New Zealand and American scientists have joined forces to explore some of the world's most active undersea volcanoes along the Kermadec Arc, northeast of the Bay of Plenty.

Using a submersible from the University of Hawaii, they plan to find out more about the nature and diversity of marine life that populates submarine volcanoes.

They are also aiming to gain new knowledge about the geology and chemistry of the seafloor and its ecosystems within New Zealand's Exclusive Economic Zone.

The scientists will dive on eight volcanoes, at least two of which are bigger than Mt Ruapehu and intensely active. They range in depth from 300m to 1800m.
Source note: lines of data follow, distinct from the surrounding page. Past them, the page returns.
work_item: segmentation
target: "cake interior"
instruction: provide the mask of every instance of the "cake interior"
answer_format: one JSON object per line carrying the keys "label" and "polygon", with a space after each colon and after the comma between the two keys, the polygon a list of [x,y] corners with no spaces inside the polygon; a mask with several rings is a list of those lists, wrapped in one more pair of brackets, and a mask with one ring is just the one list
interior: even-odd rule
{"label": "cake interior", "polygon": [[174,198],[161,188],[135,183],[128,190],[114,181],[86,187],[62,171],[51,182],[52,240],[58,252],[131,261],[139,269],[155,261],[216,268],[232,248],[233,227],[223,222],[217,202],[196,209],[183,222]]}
The first leg of the 'New Zealand-American Submarine Ring of Fire 2005 Expedition' leaves Pago Pago, American Samoa, on 3 April and is expected to arrive in Tauranga on 22 April. Depending on the weather, the scientists hope to make 30 dives during the 70-day expedition.

" This will be the first intensive exploration of the chain of seafloor volcanoes in New Zealand's offshore territory. It will set the stage for future exploration of our Exclusive Economic Zone," said Dr Alexander Malahoff, chief executive of Geological and Nuclear Sciences Ltd (GNS).

Dr Malahoff, and Gary Massoth of GNS, will lead parts of the voyage with Dr Robert Embley of the US National Oceanic and Atmospheric Administration (NOAA).

Most of the target volcanoes have not been explored by submersible before. They were identified during previous New Zealand-American voyages on the National Institute of Water & Atmospheric Research (NIWA) deepwater research vessel, Tangaroa.

Offshore New Zealand has some of the most active and unusual submarine hot vents in the world. Scientists have mapped 77 submarine volcanoes in the 2500km stretch of seafloor between the Bay of Plenty and Tonga. Many host seafloor vents that produce large volumes of hot mineral-rich water and greenhouse gases such as methane and carbon dioxide. At some of these sites deposits of iron, manganese, copper, zinc, lead and even gold are forming continuously. Also at these sites are communities of unusual marine organisms thriving in hostile conditions. They are relatively new to science and knowledge of their biology and physiology may lead to significant advances in industries such as pharmaceuticals. The “black smoker” plumes produced by seafloor vents supply trace metals that are vital to the lifeblood of the oceans.